Firstly, you have to familiarise yourself with the types of sounds that there are, the families of sounds if you will. There are quite a few of these little classes, such as voiced and voiceless, aspirate or plosive, resonant and consonant, continuant, or obstruent, and so on. These all have voicing qualities such as breathiness, creaking, voicing, or voicelessness. They have a place of articulation which is where the sound comes from in the vocal tract. Lastly, the holy phonetic trinity is completed by manner – the way in which the sounds happen which essentially means how the air escapes to make those sounds.

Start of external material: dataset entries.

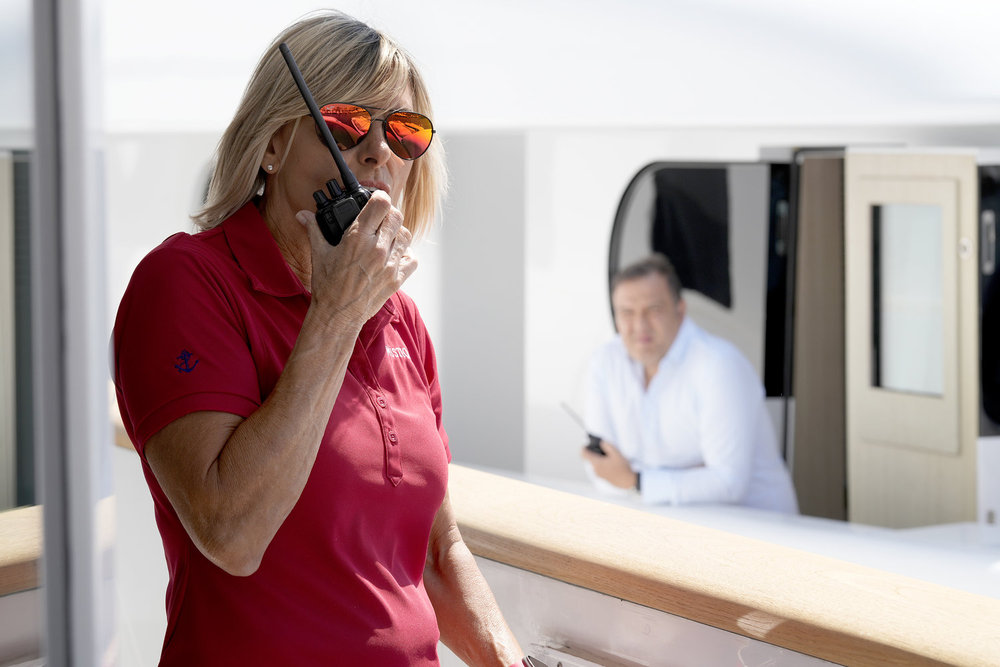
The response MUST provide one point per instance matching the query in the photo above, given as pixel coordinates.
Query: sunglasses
(407, 133)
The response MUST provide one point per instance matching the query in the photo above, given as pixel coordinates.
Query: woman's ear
(277, 148)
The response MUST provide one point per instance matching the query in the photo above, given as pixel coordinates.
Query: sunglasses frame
(385, 127)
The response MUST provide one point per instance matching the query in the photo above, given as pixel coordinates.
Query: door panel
(910, 270)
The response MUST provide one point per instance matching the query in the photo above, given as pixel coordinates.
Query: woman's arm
(468, 617)
(233, 481)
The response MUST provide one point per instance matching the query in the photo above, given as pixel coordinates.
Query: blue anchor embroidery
(186, 366)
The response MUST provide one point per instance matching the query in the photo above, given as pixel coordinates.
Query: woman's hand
(355, 278)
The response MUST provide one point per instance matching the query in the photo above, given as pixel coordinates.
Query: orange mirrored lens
(348, 123)
(407, 133)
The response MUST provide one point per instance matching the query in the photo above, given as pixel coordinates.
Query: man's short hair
(653, 264)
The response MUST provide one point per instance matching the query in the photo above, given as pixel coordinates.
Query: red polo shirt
(207, 323)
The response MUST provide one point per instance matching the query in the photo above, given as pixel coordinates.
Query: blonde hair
(341, 59)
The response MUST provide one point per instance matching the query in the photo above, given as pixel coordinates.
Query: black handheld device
(336, 212)
(594, 442)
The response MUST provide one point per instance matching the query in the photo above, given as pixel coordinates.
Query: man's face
(647, 317)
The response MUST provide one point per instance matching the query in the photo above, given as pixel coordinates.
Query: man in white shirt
(680, 412)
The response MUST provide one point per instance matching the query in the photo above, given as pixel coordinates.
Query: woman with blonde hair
(283, 394)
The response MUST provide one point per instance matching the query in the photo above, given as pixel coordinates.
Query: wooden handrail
(824, 607)
(20, 549)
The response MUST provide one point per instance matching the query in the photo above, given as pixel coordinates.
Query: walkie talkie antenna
(334, 214)
(350, 182)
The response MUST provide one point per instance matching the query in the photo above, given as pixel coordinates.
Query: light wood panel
(20, 549)
(911, 457)
(819, 606)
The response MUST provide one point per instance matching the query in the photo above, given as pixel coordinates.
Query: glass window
(907, 281)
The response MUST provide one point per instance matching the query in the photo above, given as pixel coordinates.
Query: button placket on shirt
(383, 410)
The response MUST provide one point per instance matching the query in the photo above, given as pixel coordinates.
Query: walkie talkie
(335, 213)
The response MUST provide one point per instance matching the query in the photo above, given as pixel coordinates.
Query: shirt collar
(257, 253)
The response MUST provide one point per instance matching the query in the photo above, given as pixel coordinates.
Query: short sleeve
(179, 342)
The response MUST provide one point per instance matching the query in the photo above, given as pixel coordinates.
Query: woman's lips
(376, 185)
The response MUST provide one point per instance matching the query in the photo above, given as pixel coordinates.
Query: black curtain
(691, 227)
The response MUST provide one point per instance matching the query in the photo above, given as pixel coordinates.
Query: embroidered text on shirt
(186, 366)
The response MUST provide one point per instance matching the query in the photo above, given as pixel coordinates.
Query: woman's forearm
(470, 622)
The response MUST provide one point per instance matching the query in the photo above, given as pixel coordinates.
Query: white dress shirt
(699, 433)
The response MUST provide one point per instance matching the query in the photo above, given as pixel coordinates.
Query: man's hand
(613, 467)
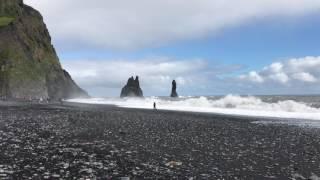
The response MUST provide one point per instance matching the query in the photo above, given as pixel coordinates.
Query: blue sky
(237, 53)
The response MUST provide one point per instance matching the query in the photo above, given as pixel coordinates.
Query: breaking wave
(229, 105)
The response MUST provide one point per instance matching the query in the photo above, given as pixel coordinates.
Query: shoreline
(106, 142)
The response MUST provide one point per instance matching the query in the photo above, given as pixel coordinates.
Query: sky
(210, 47)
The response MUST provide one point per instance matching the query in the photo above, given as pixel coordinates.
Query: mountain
(29, 65)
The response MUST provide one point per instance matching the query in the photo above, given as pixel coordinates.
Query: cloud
(126, 24)
(195, 76)
(156, 74)
(290, 72)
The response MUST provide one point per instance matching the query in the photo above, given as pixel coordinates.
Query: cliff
(132, 88)
(174, 89)
(29, 65)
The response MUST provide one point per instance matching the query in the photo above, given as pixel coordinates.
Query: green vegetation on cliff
(29, 65)
(5, 21)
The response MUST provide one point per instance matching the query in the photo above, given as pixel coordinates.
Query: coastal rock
(174, 89)
(29, 65)
(132, 88)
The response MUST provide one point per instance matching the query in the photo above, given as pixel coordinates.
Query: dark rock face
(132, 88)
(174, 89)
(29, 65)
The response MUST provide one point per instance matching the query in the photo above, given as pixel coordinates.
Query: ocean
(303, 110)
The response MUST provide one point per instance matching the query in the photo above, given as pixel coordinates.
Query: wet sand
(105, 142)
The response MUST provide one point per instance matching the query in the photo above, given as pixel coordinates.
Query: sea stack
(132, 88)
(174, 89)
(29, 65)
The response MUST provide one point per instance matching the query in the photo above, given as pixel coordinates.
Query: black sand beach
(105, 142)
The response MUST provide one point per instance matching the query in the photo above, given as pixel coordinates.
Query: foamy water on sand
(288, 107)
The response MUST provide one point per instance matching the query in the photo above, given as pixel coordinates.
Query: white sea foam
(229, 105)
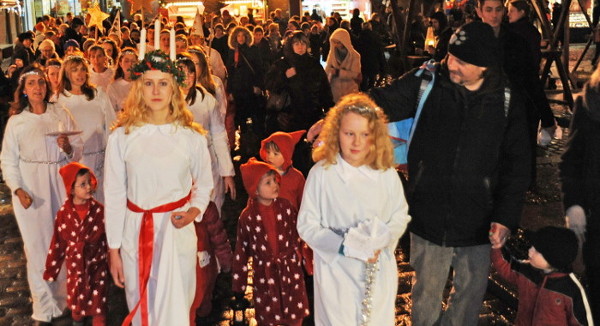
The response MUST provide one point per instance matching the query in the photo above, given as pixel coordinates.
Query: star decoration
(97, 16)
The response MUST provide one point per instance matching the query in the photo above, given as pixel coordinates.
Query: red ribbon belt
(145, 244)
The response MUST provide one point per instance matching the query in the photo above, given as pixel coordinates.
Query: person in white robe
(204, 107)
(33, 150)
(157, 183)
(92, 111)
(352, 215)
(119, 88)
(100, 73)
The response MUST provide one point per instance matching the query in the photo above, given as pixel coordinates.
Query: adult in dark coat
(580, 176)
(304, 79)
(372, 59)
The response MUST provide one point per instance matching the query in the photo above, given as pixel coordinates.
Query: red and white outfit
(156, 166)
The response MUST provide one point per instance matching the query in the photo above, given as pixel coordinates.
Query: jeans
(432, 263)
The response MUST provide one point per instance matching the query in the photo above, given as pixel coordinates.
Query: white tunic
(117, 92)
(102, 79)
(338, 198)
(94, 118)
(151, 166)
(206, 113)
(30, 160)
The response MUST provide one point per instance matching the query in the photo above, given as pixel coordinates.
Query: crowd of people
(118, 153)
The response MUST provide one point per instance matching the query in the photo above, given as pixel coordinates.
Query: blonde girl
(353, 212)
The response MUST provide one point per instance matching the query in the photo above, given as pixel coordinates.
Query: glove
(576, 221)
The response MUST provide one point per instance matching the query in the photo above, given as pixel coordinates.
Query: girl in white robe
(158, 182)
(353, 212)
(119, 88)
(92, 111)
(204, 107)
(30, 159)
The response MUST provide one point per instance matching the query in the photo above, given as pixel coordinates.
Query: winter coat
(347, 79)
(468, 162)
(279, 289)
(544, 299)
(580, 166)
(82, 244)
(309, 89)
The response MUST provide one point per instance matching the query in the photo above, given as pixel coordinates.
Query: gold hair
(136, 112)
(381, 155)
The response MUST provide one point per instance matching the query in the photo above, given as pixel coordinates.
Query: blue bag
(401, 132)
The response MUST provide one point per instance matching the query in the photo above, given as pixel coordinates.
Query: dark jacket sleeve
(398, 99)
(514, 168)
(572, 167)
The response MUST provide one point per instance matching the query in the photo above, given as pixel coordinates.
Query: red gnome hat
(286, 143)
(252, 171)
(69, 175)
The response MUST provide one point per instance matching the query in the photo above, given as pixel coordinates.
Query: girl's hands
(181, 219)
(116, 267)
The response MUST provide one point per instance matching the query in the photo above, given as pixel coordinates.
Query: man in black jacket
(468, 169)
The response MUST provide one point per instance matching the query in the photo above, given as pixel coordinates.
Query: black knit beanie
(558, 246)
(476, 44)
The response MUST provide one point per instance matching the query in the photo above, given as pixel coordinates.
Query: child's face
(82, 188)
(537, 260)
(275, 158)
(268, 188)
(355, 138)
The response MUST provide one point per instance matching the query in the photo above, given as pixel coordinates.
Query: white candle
(157, 34)
(142, 45)
(172, 44)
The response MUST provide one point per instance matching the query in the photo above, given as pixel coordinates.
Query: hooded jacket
(344, 76)
(468, 162)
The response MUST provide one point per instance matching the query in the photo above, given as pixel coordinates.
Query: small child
(80, 239)
(214, 256)
(548, 293)
(277, 150)
(267, 234)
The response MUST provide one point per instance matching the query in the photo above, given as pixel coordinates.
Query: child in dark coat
(548, 294)
(267, 233)
(80, 240)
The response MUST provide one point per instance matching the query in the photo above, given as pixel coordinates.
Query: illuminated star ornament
(97, 16)
(139, 4)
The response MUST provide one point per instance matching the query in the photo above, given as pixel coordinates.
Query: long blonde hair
(136, 112)
(381, 154)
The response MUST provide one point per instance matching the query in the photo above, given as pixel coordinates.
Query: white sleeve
(9, 157)
(115, 188)
(323, 241)
(219, 140)
(399, 217)
(202, 182)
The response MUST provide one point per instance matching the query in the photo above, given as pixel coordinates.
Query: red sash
(145, 250)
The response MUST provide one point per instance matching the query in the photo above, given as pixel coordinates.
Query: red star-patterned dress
(279, 289)
(82, 244)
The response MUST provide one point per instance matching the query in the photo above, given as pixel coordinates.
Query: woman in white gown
(205, 109)
(92, 111)
(353, 212)
(119, 88)
(30, 159)
(157, 182)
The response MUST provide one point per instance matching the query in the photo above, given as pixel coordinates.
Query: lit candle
(142, 45)
(172, 44)
(157, 34)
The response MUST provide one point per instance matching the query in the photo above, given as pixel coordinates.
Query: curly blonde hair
(381, 154)
(135, 112)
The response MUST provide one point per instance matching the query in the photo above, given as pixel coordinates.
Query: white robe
(26, 159)
(102, 79)
(94, 118)
(117, 92)
(151, 166)
(206, 113)
(338, 198)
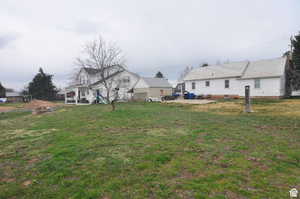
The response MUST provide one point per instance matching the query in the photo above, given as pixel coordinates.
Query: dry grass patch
(289, 108)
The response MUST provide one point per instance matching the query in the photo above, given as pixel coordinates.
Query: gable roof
(110, 76)
(153, 82)
(242, 70)
(217, 71)
(265, 68)
(91, 71)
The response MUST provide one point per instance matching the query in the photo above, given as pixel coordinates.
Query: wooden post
(247, 100)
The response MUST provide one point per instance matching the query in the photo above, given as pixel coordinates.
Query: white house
(151, 88)
(87, 88)
(266, 78)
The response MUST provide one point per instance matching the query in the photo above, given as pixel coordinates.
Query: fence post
(247, 100)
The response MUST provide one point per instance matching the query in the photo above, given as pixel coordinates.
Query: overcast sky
(165, 35)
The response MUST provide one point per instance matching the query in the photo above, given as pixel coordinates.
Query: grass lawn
(152, 150)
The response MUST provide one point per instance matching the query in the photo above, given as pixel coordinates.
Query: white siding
(268, 87)
(216, 87)
(141, 84)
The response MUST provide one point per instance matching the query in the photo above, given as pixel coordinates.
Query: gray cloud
(5, 39)
(154, 35)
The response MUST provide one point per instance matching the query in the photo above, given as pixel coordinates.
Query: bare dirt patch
(282, 107)
(182, 101)
(6, 109)
(34, 104)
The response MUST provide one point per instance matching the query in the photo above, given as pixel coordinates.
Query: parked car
(169, 97)
(188, 95)
(153, 99)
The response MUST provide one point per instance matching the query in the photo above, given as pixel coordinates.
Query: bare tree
(109, 61)
(184, 73)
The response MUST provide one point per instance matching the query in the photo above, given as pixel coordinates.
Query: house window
(207, 83)
(193, 85)
(126, 79)
(227, 83)
(257, 83)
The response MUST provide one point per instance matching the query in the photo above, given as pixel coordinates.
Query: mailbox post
(247, 100)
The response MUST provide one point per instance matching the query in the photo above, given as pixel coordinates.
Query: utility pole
(247, 100)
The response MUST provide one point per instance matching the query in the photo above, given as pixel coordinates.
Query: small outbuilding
(148, 87)
(13, 96)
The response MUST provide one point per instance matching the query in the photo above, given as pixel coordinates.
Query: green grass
(148, 150)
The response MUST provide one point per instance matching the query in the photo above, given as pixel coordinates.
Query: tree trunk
(113, 106)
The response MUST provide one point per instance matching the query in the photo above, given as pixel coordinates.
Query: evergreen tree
(41, 87)
(206, 64)
(2, 90)
(296, 51)
(159, 75)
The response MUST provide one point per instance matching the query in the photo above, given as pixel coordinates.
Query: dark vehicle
(188, 95)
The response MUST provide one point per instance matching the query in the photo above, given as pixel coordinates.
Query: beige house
(148, 88)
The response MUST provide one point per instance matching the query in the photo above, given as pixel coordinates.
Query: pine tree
(296, 51)
(2, 90)
(41, 87)
(159, 75)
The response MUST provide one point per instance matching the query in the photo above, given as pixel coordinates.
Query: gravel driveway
(195, 101)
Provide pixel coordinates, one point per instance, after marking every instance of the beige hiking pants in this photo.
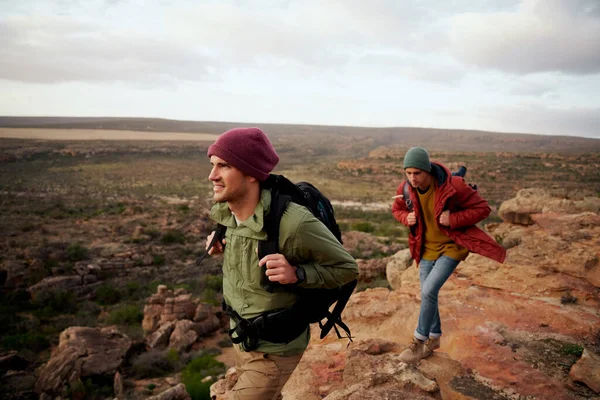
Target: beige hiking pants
(261, 376)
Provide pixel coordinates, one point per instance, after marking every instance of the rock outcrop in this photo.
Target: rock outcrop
(175, 320)
(511, 330)
(520, 209)
(83, 352)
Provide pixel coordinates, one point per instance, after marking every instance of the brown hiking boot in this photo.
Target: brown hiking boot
(430, 345)
(413, 353)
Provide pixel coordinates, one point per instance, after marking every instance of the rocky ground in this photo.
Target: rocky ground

So, after becoming familiar with families of sounds themselves and the labels defining them in terms of all voicing, placement, and manner of articulation, we have to look at the shape of the wave created in the waveform, as well as the spectrogram. The spectrogram is basically another very detailed graph that shows the resonances (echoes within the vocal tract) of each sound, as well as the fundamental frequency (the vibration of the vocal folds). These appear as horizontal and vertical striations, respectively, across the graph. The shapes of these lines and both the noisiness or lack thereof can be a really good indicator of what sounds (phones) may be occurring, and whilst the manner and voicing of the families of sounds can easily be detected from using both the waveform and spectrogram in combination, it can still be very difficult to know the place of articulation. So, things like ‘bib’, ‘did’, and ‘gig’ look almost identical on the graphs, as do ‘stie’, ‘sky’, and ‘spy’ – though there are still ways of determining them.
Above is the program Praat and it is showing both of the graph types we use to identify and analyse speech sounds. These graphs are merely overlays of the sounds themselves and so we always have the soundtrack of the sounds when identifying them. Below is what they can look like when we add the relative speech sounds.
The beauty of this program is that it can allow the analysis of the frequency, time, pitch, resonances, pulses, and many other things of an audio file in a rigorous, and helpful way once you get used to the odd software. See again the letters from the IPA (the phonetic alphabet, which you can kind of think of as a mod-pack extension of the ‘normal’ English [Latin] alphabet). So just remember when they give all that pretence over knowing what someone is saying by purely looking at the wavy moving line thing, they just can’t – unless, perhaps, they have a doctorate in advanced phonetics from centuries in the future, that is! We’ve been had.